Sunday. Shopping done. Forgot the paper towels, but bought plenty of cerealSan Francisco Carnaval parade and frozen dinners. Even bought a couple that looked healthy. Some thoughts about this operation. I've had two operations in the past twelve years, one, the moving of the jaw forward to cure my sleep apnea, and another, the removal of a foot or two of my small intestine, because they thought it was giving me trouble. Turned out it wasn't. Giving me trouble. Both required a number of hours on an operating table, the small intestine operation requiring a month of recuperation. Both operations were straightforward. I remember being wheeled into the operating theater, wishing everyone luck (their luck was my luck) and waking up in the recovery room somewhere out on the edge of the world. The experience was trying, but not that trying; the outcomes were positive in the sense I was soon up and around. The jaw operation I wouldn't do again, although I don't regret it (my mouth is still numb and sensitive) and if they recommend you have a section of your small intestine removed, get a second opinion.

The thing that seems to make this different is the fact it involves cancer, the most common and, fortunately, the most curable form of cancer, but the dreaded disease itself. Am I worried about the outcome? Yes. Am I unduly worried about the outcome? I suspect not. I will be sixty next year. The lesson, one of the lessons you seem to learn at sixty, anyway, is the reality of your own mortality. I have seen friends and family die over the years, the first when I was seven and we lived north outside of Seattle. A boy my age cut his leg, a scratch. It became infected. I met him but once, a friend of other friends, an afternoon with maybe a dozen of us playing in another friend's driveway. Nothing special about it until we were told the story.

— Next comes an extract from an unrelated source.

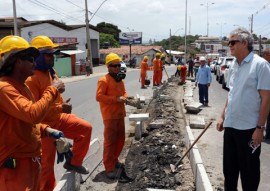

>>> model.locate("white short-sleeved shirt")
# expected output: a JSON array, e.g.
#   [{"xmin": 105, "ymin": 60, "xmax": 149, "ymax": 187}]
[{"xmin": 223, "ymin": 52, "xmax": 270, "ymax": 130}]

All of them, the automobile accidents, the illnesses, the strokes, the cancers, those I knew killed in Vietnam, were never quite real because somehow the reality never quite penetrated. There was an emotional closing, a facing away, a getting on with things, a kind of nose to the grindstone, don't think about it, keep on trucking that is probably built into all of us. Until you turn fifty or sixty and begin ordering acoustically complicated radios.

So you're going through this "death is real" passage?


Is it horrible, horrible, horrible?

Yes and no. Don't like it much, but they say it doesn't last. If this thing doesn't get me, and it probably won't, it will fall to the back of my mind with the rest of the stuff I dredge up only when necessary because if I thought about it all of the time it would drive me crazy. Crazier.

So I'll post again Thursday or Friday and I will then undoubtedly go on and on until somebody tells me to stuff it. And even then, even then....

The photographs were taken at the San Francisco Carnaval parade.